The FAFSA (Free Application for Federal Student Aid) is available each year on October 1st. The application provides an opportunity for schools to certify or identify those who qualify for financial aid. While completing the app has nothing to do with merit based aid or scholarships some schools require it before awarding a financial aid package, period. Do some research on schools of interest to find out if completing the FAFSA is suggested or required.
Also, the federal government requires all schools to reveal the cost of attendance on their websites. This is important because you can find out how much school will cost including tuition, room and board, and other incidentals. Usually a cost calculator is embedded on the website to help create a more individual understanding about what is needed to comfortably afford attendance.
Acceptance letters will start to come in during the Fall semester based on how early your scholar starts to apply. Create a chart or a document that lists the pros and cons for each school. Help your scholar create a discriminating eye with regard to choosing the absolutely best pathway at the time. Most careers will need a master’s degree to become upwardly mobile.
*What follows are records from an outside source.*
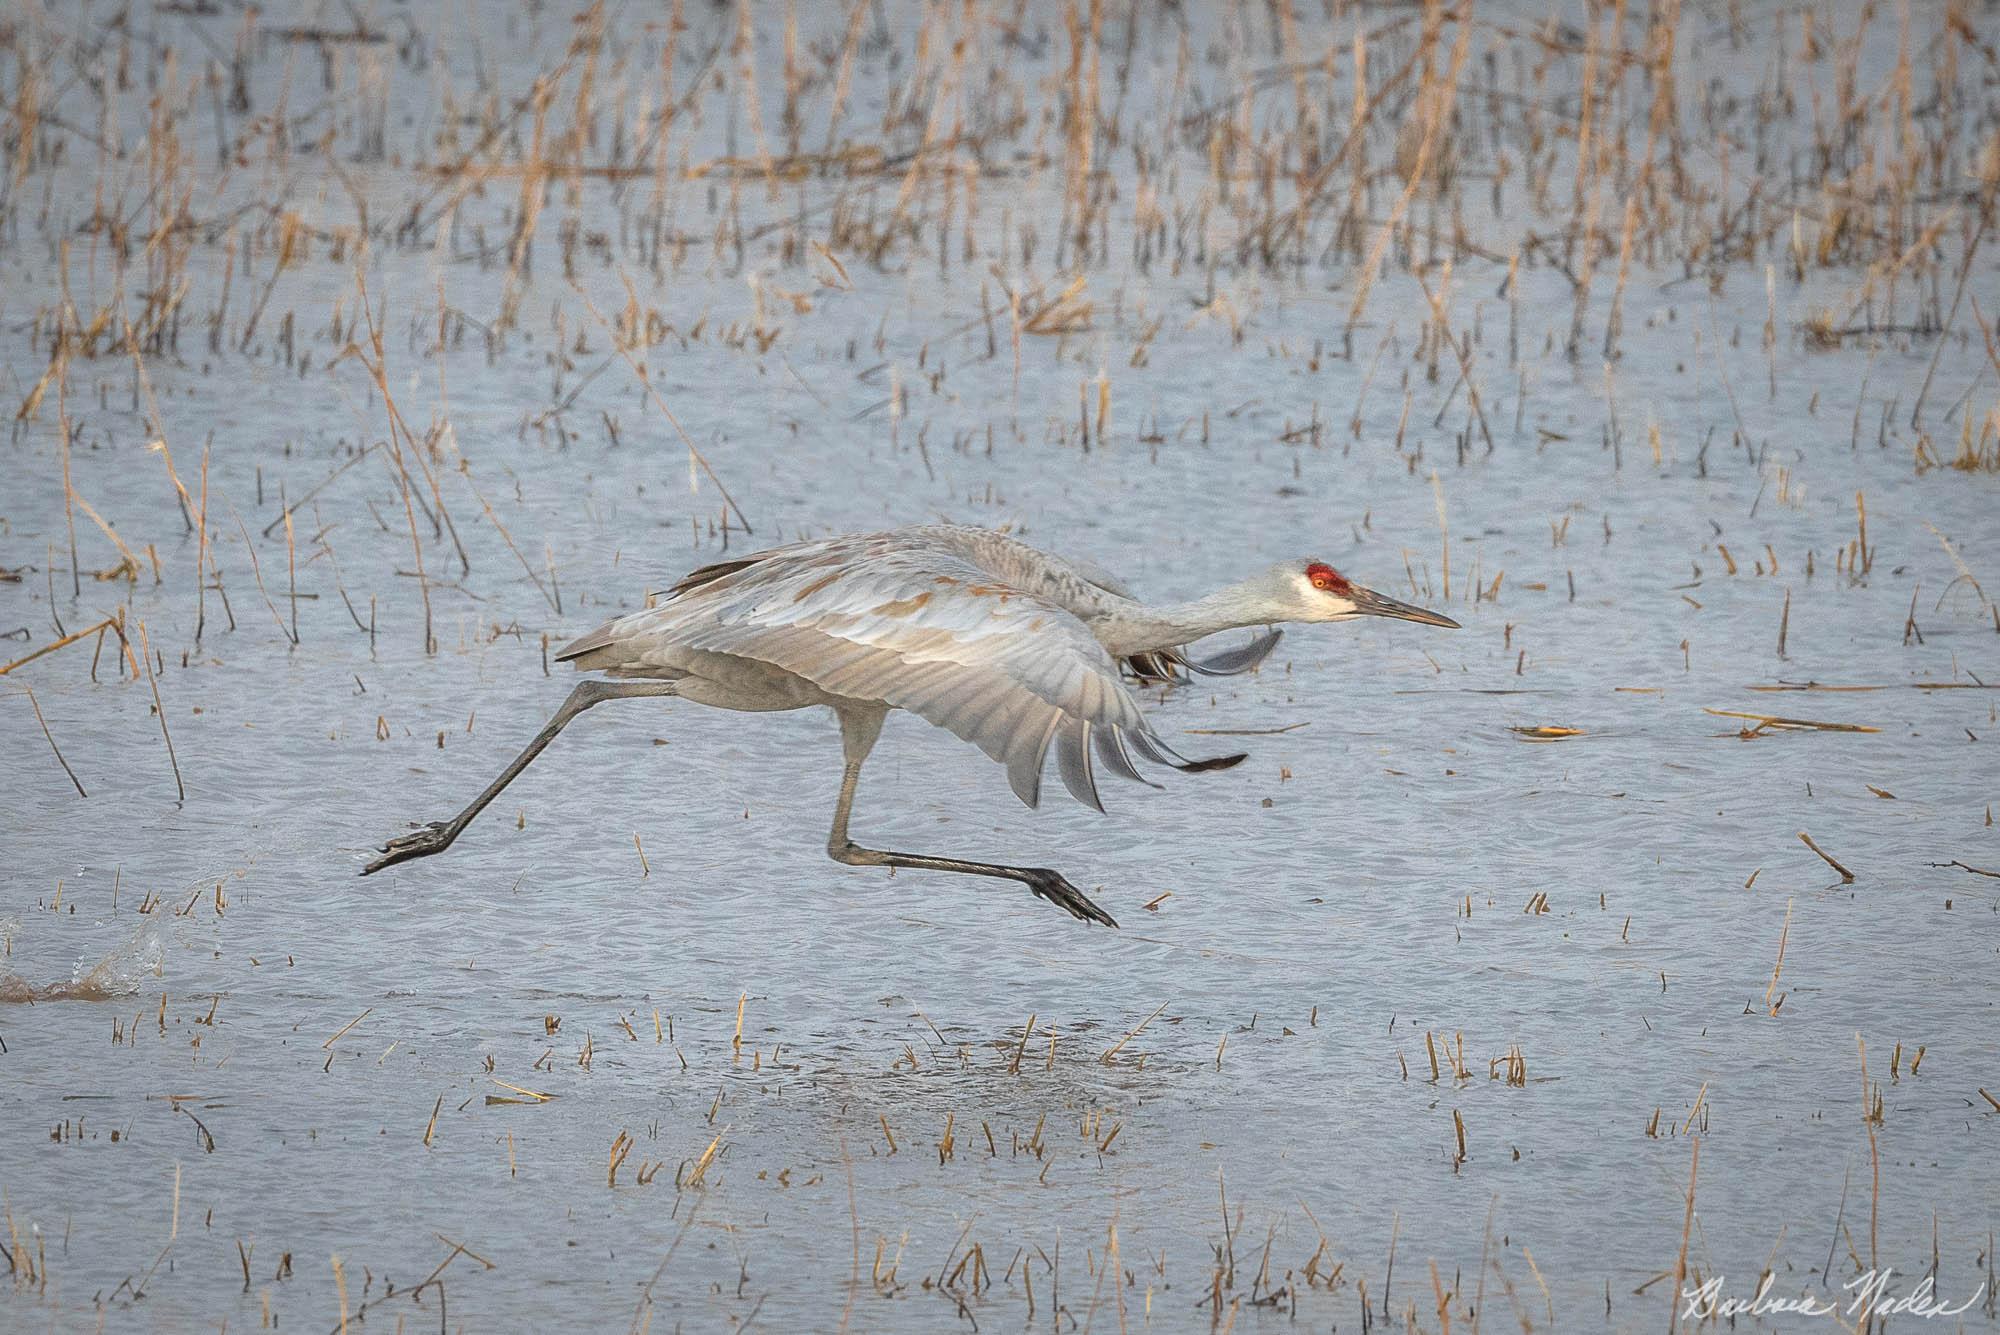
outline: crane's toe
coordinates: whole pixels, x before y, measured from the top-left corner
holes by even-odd
[[[1090,897],[1064,880],[1058,872],[1047,867],[1024,868],[1028,874],[1028,888],[1056,907],[1066,910],[1072,917],[1085,922],[1101,922],[1106,927],[1116,927],[1118,920],[1091,903]]]
[[[363,876],[393,867],[398,862],[408,862],[412,858],[425,858],[433,853],[442,853],[451,847],[451,841],[458,832],[441,820],[434,820],[421,829],[409,834],[398,835],[382,845],[382,856],[361,869]]]

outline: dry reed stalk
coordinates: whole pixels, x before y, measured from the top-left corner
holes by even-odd
[[[160,998],[160,1001],[161,1004],[164,1006],[166,1003],[166,997],[163,995]],[[153,1282],[153,1275],[159,1270],[160,1262],[167,1259],[167,1253],[171,1252],[174,1249],[174,1240],[180,1237],[181,1235],[181,1166],[178,1163],[174,1165],[174,1203],[170,1218],[173,1220],[173,1224],[167,1230],[167,1245],[160,1248],[160,1254],[153,1258],[152,1267],[146,1271],[146,1277],[140,1280],[139,1283],[133,1287],[132,1297],[135,1300],[145,1295],[146,1286]],[[18,1242],[16,1244],[15,1254],[16,1255],[19,1254]]]
[[[736,56],[739,61],[737,73],[742,86],[743,112],[750,121],[750,134],[757,146],[757,163],[763,172],[765,187],[770,192],[770,197],[775,200],[778,197],[778,178],[771,159],[770,136],[764,132],[762,99],[757,95],[756,51],[756,35],[750,21],[750,6],[738,6],[736,38],[730,54]]]
[[[134,583],[137,582],[139,571],[142,569],[142,567],[139,564],[139,558],[133,555],[132,549],[130,547],[125,545],[125,540],[118,536],[118,530],[112,528],[109,523],[105,522],[104,516],[97,513],[97,508],[93,506],[88,500],[84,499],[84,495],[82,492],[77,491],[74,488],[71,488],[71,496],[75,499],[76,504],[83,510],[84,514],[90,517],[90,521],[93,524],[97,525],[98,530],[101,533],[103,533],[106,538],[111,540],[111,545],[118,549],[119,561],[117,567],[113,570],[97,572],[96,578],[116,579],[120,575],[122,575],[125,577],[127,582],[134,582]]]
[[[735,514],[736,522],[743,526],[743,531],[745,533],[755,533],[756,530],[750,526],[749,516],[743,513],[743,507],[738,505],[736,498],[729,494],[729,488],[723,485],[720,477],[716,476],[715,469],[710,467],[708,459],[699,449],[695,448],[694,438],[688,435],[687,428],[681,425],[680,418],[674,416],[674,410],[667,406],[667,401],[660,397],[660,391],[654,388],[652,377],[647,373],[645,364],[634,358],[627,348],[618,343],[613,325],[592,304],[589,296],[584,293],[583,289],[573,286],[572,290],[583,301],[584,309],[590,312],[591,318],[596,320],[598,326],[611,336],[614,346],[617,346],[618,355],[625,359],[625,364],[631,368],[632,374],[638,378],[639,384],[645,389],[647,397],[653,401],[653,406],[658,408],[661,414],[666,417],[667,421],[673,426],[674,432],[680,436],[681,444],[687,447],[688,491],[692,493],[697,490],[695,470],[699,468],[701,472],[708,475],[708,480],[715,484],[715,489],[722,493],[723,503]]]
[[[1387,27],[1399,27],[1406,20],[1392,20]],[[1392,94],[1409,82],[1419,65],[1429,57],[1435,35],[1418,45],[1416,52],[1405,61],[1395,73],[1383,80],[1371,93],[1368,87],[1367,34],[1357,29],[1354,34],[1354,101],[1348,120],[1348,131],[1340,147],[1319,164],[1313,175],[1299,187],[1299,197],[1292,207],[1282,215],[1273,215],[1259,225],[1256,241],[1265,254],[1275,254],[1294,239],[1303,238],[1312,217],[1319,196],[1333,179],[1333,175],[1346,164],[1350,155],[1359,159],[1355,170],[1350,173],[1350,193],[1347,217],[1358,218],[1361,210],[1361,196],[1366,186],[1367,175],[1367,129],[1375,111]]]
[[[554,77],[560,79],[560,72]],[[521,190],[514,213],[514,235],[508,248],[506,287],[500,300],[500,313],[493,322],[494,328],[503,333],[514,327],[519,316],[522,296],[521,276],[527,268],[532,253],[535,228],[541,221],[544,186],[549,175],[549,163],[544,145],[548,135],[549,104],[554,96],[555,83],[551,78],[535,80],[532,101],[535,113],[534,130],[527,161],[521,167]]]
[[[1874,568],[1875,552],[1868,545],[1868,497],[1858,491],[1854,493],[1854,522],[1858,532],[1854,540],[1855,561],[1859,566],[1858,573],[1866,575]],[[1848,573],[1856,574],[1855,568],[1850,566]]]
[[[76,785],[76,795],[83,798],[89,797],[90,794],[83,791],[83,784],[77,780],[76,771],[69,767],[67,760],[63,759],[62,748],[56,745],[55,734],[49,731],[49,721],[42,717],[42,707],[35,701],[35,688],[23,682],[21,689],[28,693],[28,707],[35,711],[35,722],[42,725],[42,736],[48,738],[49,750],[55,753],[56,763],[62,766],[64,774],[69,775],[69,781]],[[56,897],[60,900],[62,897],[61,882],[57,882],[57,886]]]
[[[1694,1232],[1694,1186],[1701,1172],[1701,1137],[1694,1138],[1694,1149],[1688,1161],[1687,1213],[1681,1220],[1681,1250],[1674,1258],[1674,1287],[1667,1295],[1668,1316],[1667,1335],[1674,1335],[1680,1329],[1681,1285],[1687,1279],[1688,1239]]]
[[[1421,272],[1416,275],[1416,279],[1417,285],[1423,289],[1424,299],[1430,303],[1431,316],[1437,321],[1438,337],[1443,339],[1445,344],[1451,348],[1452,356],[1458,361],[1459,378],[1465,384],[1466,398],[1472,405],[1473,415],[1479,419],[1479,434],[1485,439],[1486,451],[1490,454],[1493,452],[1493,431],[1486,425],[1486,409],[1479,402],[1479,382],[1473,378],[1472,357],[1464,347],[1459,345],[1458,340],[1452,337],[1451,320],[1445,313],[1445,298],[1451,292],[1451,261],[1446,260],[1444,262],[1444,277],[1439,280],[1438,290],[1435,294],[1432,293],[1430,284],[1424,281],[1424,276]],[[1434,480],[1437,477],[1435,469],[1432,470],[1431,477]],[[1442,519],[1442,513],[1442,502],[1440,502],[1440,519]],[[1449,570],[1445,573],[1444,596],[1446,599],[1451,597],[1451,575]]]
[[[1708,1102],[1708,1081],[1704,1080],[1701,1082],[1701,1088],[1695,1091],[1694,1105],[1688,1109],[1687,1120],[1681,1124],[1681,1134],[1683,1136],[1687,1135],[1690,1131],[1694,1130],[1695,1119],[1701,1116],[1702,1107],[1705,1104],[1707,1104],[1707,1102]],[[1703,1129],[1704,1130],[1707,1129],[1706,1123],[1703,1124]]]
[[[1021,1056],[1027,1052],[1028,1040],[1034,1036],[1035,1019],[1035,1016],[1030,1015],[1026,1027],[1021,1030],[1021,1041],[1014,1049],[1014,1060],[1007,1064],[1008,1075],[1019,1075],[1021,1073]]]
[[[63,267],[69,267],[69,242],[63,242]],[[83,596],[82,575],[76,559],[76,485],[70,480],[69,351],[60,328],[56,337],[56,419],[57,440],[62,452],[63,522],[69,530],[69,591],[72,599]]]
[[[271,620],[278,623],[278,633],[280,635],[283,635],[287,640],[291,641],[292,646],[296,648],[299,642],[298,632],[296,630],[289,630],[286,628],[284,617],[278,614],[278,605],[271,601],[271,594],[269,590],[265,589],[264,587],[264,568],[262,563],[260,563],[257,560],[257,548],[254,545],[252,545],[250,541],[250,529],[246,524],[244,524],[243,516],[240,514],[236,514],[236,508],[234,506],[230,507],[230,513],[236,515],[237,531],[243,535],[243,550],[250,554],[250,577],[252,580],[256,582],[258,596],[263,598],[264,606],[271,613]],[[291,527],[290,524],[287,523],[286,525],[287,533],[290,532],[290,527]],[[298,616],[298,602],[296,601],[296,599],[292,603],[292,615],[294,618]]]
[[[208,561],[208,452],[214,437],[202,442],[201,446],[201,503],[195,509],[194,547],[194,642],[201,644],[201,632],[208,622],[208,577],[204,566]],[[160,453],[166,459],[167,476],[173,480],[185,498],[187,489],[181,487],[180,478],[174,474],[173,456],[167,453],[167,442],[160,441]]]
[[[291,605],[292,646],[294,648],[297,648],[299,643],[299,554],[298,554],[298,548],[296,547],[296,545],[294,545],[292,538],[292,516],[289,511],[286,512],[286,514],[284,515],[284,520],[285,520],[285,589],[286,589],[286,596],[289,599]],[[250,541],[250,535],[247,532],[243,535],[243,541],[246,544]]]
[[[430,575],[424,570],[424,544],[423,539],[417,533],[416,508],[410,499],[410,470],[404,461],[403,445],[399,443],[397,438],[397,431],[402,424],[402,417],[396,411],[395,400],[389,393],[389,376],[386,357],[382,347],[382,330],[376,324],[373,307],[369,305],[367,271],[361,263],[359,254],[356,255],[355,259],[354,284],[356,294],[360,299],[361,313],[367,320],[368,343],[374,352],[375,359],[373,362],[370,362],[367,355],[352,343],[348,345],[348,350],[351,350],[356,355],[361,361],[362,366],[374,380],[375,391],[382,396],[383,405],[389,414],[389,458],[396,470],[396,478],[403,500],[403,517],[407,521],[410,530],[410,550],[412,559],[416,562],[417,567],[417,591],[422,596],[424,603],[424,656],[428,658],[437,652],[438,647],[437,635],[432,628],[431,580]],[[342,355],[347,355],[347,350],[343,350]],[[416,441],[409,436],[408,428],[403,427],[402,431],[403,439],[414,450]]]
[[[1812,836],[1807,834],[1804,830],[1799,831],[1799,841],[1803,843],[1807,848],[1810,848],[1813,852],[1819,854],[1820,860],[1825,862],[1827,866],[1839,872],[1842,884],[1850,884],[1853,882],[1854,873],[1849,871],[1847,868],[1841,866],[1838,862],[1834,861],[1833,855],[1831,853],[1828,853],[1825,849],[1821,848],[1818,844],[1814,843],[1812,840]]]
[[[1757,688],[1753,687],[1752,689],[1757,689]],[[1829,688],[1829,689],[1838,689],[1838,688]],[[1849,687],[1846,689],[1872,690],[1874,688]],[[1772,732],[1791,732],[1791,731],[1880,732],[1882,731],[1880,728],[1873,727],[1866,723],[1826,723],[1818,719],[1782,718],[1776,714],[1751,714],[1736,709],[1710,709],[1706,706],[1703,706],[1701,712],[1704,714],[1713,714],[1717,718],[1754,719],[1757,723],[1757,726],[1755,728],[1746,730],[1746,735],[1762,733],[1766,730]]]
[[[702,1180],[708,1176],[709,1165],[715,1161],[716,1151],[722,1146],[722,1138],[728,1134],[727,1126],[715,1133],[715,1139],[708,1142],[708,1148],[703,1150],[701,1157],[695,1161],[694,1171],[688,1174],[687,1186],[698,1187],[702,1184]]]
[[[41,648],[35,650],[32,653],[23,654],[21,655],[21,657],[15,659],[11,663],[0,665],[0,677],[6,676],[8,673],[12,672],[17,667],[24,667],[27,664],[34,662],[37,658],[40,658],[44,654],[52,654],[58,649],[66,648],[69,645],[75,644],[78,640],[88,639],[92,635],[102,635],[107,630],[117,629],[117,626],[118,626],[117,617],[115,616],[106,617],[104,618],[104,620],[98,622],[94,626],[86,626],[82,630],[74,631],[68,635],[63,636],[61,639],[50,640],[47,644],[43,645]]]
[[[932,13],[942,12],[932,11]],[[918,40],[920,45],[927,37],[929,30],[930,17],[927,15],[923,27],[919,32]],[[954,98],[948,96],[950,92],[949,85],[956,84],[962,78],[964,72],[966,43],[955,43],[954,47],[955,54],[951,66],[952,73],[947,86],[941,87],[931,101],[931,112],[924,122],[923,139],[917,145],[916,152],[910,155],[910,166],[903,174],[902,183],[897,187],[896,201],[890,207],[888,221],[882,225],[875,245],[870,247],[871,253],[878,263],[888,252],[889,246],[901,233],[904,218],[909,211],[910,200],[916,195],[917,189],[923,181],[924,165],[931,153],[939,148],[942,142],[942,123],[945,108],[953,105],[955,102]],[[954,132],[952,139],[955,140],[956,138],[957,135]],[[947,175],[946,181],[949,182],[949,180],[950,177]]]
[[[1451,601],[1451,526],[1445,520],[1444,482],[1437,469],[1431,470],[1431,499],[1437,503],[1438,542],[1443,549],[1444,601]]]
[[[1361,321],[1361,313],[1368,306],[1369,291],[1375,285],[1381,271],[1382,257],[1389,249],[1390,239],[1395,235],[1398,223],[1409,211],[1410,201],[1416,198],[1418,188],[1430,171],[1431,157],[1436,148],[1438,128],[1451,114],[1452,104],[1458,96],[1458,78],[1465,68],[1466,54],[1472,48],[1472,24],[1469,14],[1461,14],[1458,19],[1458,39],[1452,44],[1451,64],[1447,67],[1441,87],[1435,86],[1430,78],[1429,53],[1437,45],[1444,23],[1443,0],[1426,0],[1424,12],[1424,37],[1419,59],[1425,61],[1425,73],[1417,100],[1425,107],[1423,137],[1417,144],[1416,162],[1410,168],[1409,179],[1403,183],[1403,192],[1376,230],[1375,239],[1368,247],[1368,256],[1362,262],[1361,278],[1354,293],[1354,304],[1347,312],[1347,335],[1353,336],[1355,325]]]
[[[1152,1012],[1149,1015],[1147,1015],[1145,1019],[1139,1021],[1138,1024],[1132,1026],[1131,1032],[1127,1033],[1125,1037],[1119,1039],[1116,1043],[1113,1043],[1109,1048],[1106,1048],[1104,1050],[1104,1055],[1099,1057],[1098,1060],[1103,1062],[1106,1066],[1111,1065],[1111,1059],[1113,1057],[1116,1057],[1119,1051],[1122,1048],[1124,1048],[1124,1046],[1127,1043],[1130,1043],[1133,1039],[1137,1038],[1139,1036],[1139,1031],[1144,1029],[1147,1025],[1151,1024],[1156,1018],[1158,1018],[1160,1012],[1165,1010],[1166,1008],[1167,1008],[1167,1003],[1164,1001],[1161,1002],[1159,1005],[1153,1007]],[[1023,1043],[1027,1042],[1027,1036],[1025,1034],[1022,1035],[1021,1041]]]
[[[1752,874],[1751,879],[1752,880],[1756,879],[1754,873]],[[1788,898],[1785,900],[1785,925],[1778,930],[1778,959],[1777,962],[1772,964],[1771,966],[1771,981],[1767,983],[1764,987],[1764,1007],[1767,1014],[1776,1015],[1778,1013],[1778,1007],[1773,1006],[1771,1004],[1771,993],[1777,990],[1778,976],[1784,972],[1785,941],[1788,937],[1791,936],[1791,934],[1792,934],[1792,901],[1791,899]],[[1784,998],[1780,997],[1778,999],[1778,1005],[1781,1006],[1783,1004],[1784,1004]]]
[[[146,665],[146,684],[153,688],[153,712],[159,716],[160,736],[167,743],[167,763],[174,768],[174,792],[176,800],[185,802],[187,801],[187,785],[181,782],[181,762],[174,755],[174,736],[171,732],[167,731],[167,707],[160,703],[160,682],[159,678],[153,675],[153,654],[146,638],[146,622],[144,618],[141,618],[139,621],[139,661]]]
[[[1576,360],[1577,350],[1583,341],[1583,322],[1585,315],[1589,311],[1590,289],[1597,275],[1599,261],[1597,220],[1604,206],[1604,191],[1601,180],[1603,173],[1600,163],[1602,150],[1592,137],[1594,112],[1600,97],[1597,88],[1597,67],[1600,55],[1597,27],[1599,9],[1600,6],[1597,5],[1592,5],[1590,8],[1590,27],[1588,35],[1585,38],[1583,104],[1577,127],[1576,201],[1571,212],[1571,227],[1565,238],[1566,246],[1575,245],[1575,220],[1577,215],[1580,214],[1583,218],[1582,274],[1577,278],[1574,287],[1570,310],[1569,340],[1565,345],[1571,361]],[[1614,0],[1612,5],[1610,41],[1613,51],[1623,50],[1624,31],[1625,0]],[[1622,61],[1613,62],[1613,69],[1616,71],[1616,79],[1611,80],[1611,82],[1615,86],[1616,82],[1622,81],[1624,78],[1624,63]],[[1610,76],[1607,76],[1607,79],[1609,78]],[[1608,101],[1611,95],[1611,89],[1606,89],[1601,96]],[[1585,202],[1586,189],[1588,192],[1587,205]]]
[[[562,614],[562,607],[559,600],[551,592],[549,585],[543,582],[542,572],[535,569],[533,563],[528,560],[527,554],[514,541],[514,535],[509,533],[507,526],[500,522],[500,515],[494,510],[493,502],[487,498],[486,492],[480,487],[478,479],[473,475],[472,462],[458,448],[456,433],[448,431],[445,433],[445,437],[451,442],[452,453],[458,458],[458,475],[464,480],[465,485],[472,489],[473,498],[479,502],[480,510],[485,514],[487,522],[491,523],[494,531],[499,533],[500,540],[507,544],[507,550],[514,553],[514,559],[521,563],[521,569],[527,573],[528,579],[533,582],[536,592],[540,593],[543,599],[547,601],[549,607],[560,616]],[[372,449],[373,447],[370,446],[369,448]],[[358,459],[359,456],[357,455],[355,459],[349,460],[348,464],[343,464],[341,470],[345,471],[349,465],[357,462]],[[328,479],[328,481],[331,480],[331,478]]]
[[[632,1153],[632,1146],[636,1143],[624,1131],[620,1131],[613,1137],[611,1141],[611,1163],[604,1176],[605,1186],[610,1187],[614,1191],[617,1190],[618,1166],[625,1162],[626,1156]]]
[[[1881,1095],[1873,1095],[1871,1101],[1868,1084],[1868,1044],[1861,1037],[1859,1030],[1855,1031],[1854,1044],[1861,1055],[1861,1124],[1868,1129],[1868,1266],[1870,1269],[1876,1269],[1879,1266],[1876,1229],[1882,1206],[1882,1152],[1881,1146],[1876,1142],[1875,1126],[1882,1120]],[[1874,1319],[1875,1313],[1871,1309],[1868,1320],[1862,1324],[1862,1329],[1867,1330]]]
[[[346,1024],[340,1026],[340,1028],[334,1030],[333,1034],[326,1040],[326,1042],[320,1044],[320,1047],[323,1049],[332,1048],[335,1043],[340,1041],[340,1038],[343,1034],[345,1034],[348,1030],[354,1028],[355,1025],[360,1024],[363,1020],[367,1019],[370,1015],[374,1013],[374,1011],[375,1008],[373,1006],[370,1006],[367,1010],[362,1011],[361,1014],[355,1016],[353,1019],[349,1020]]]

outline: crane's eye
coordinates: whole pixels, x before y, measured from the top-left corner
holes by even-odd
[[[1312,581],[1315,589],[1323,593],[1345,595],[1354,588],[1338,570],[1320,561],[1315,561],[1306,567],[1306,578]]]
Build in room for growth for your scholar so that you are planning not only just the first year, but for all of the years of attendance. Know that college students change majors, have moments when they sometimes want to take time off, or have disappointing relationships. They also can just learn to see the world differently and want to make decisions based on observation and new experiences. Knowing that challenges are coming helps you and your scholar
Planning, finances, testing, and knowledge are all vital points in creating an effective pathway to college. However, nothing trumps support. Make decisions based on the system of support you know your scholar will or will not have. In what ways are you teaching resilience? How are they prepared for a world different from the insular world of UME and or life as a child in general. Getting into the right college can seem daunting but without support and a way to make sure they can get home or to those who are concerned about them, an acceptance letter is not worth the paper it is printed on indeed.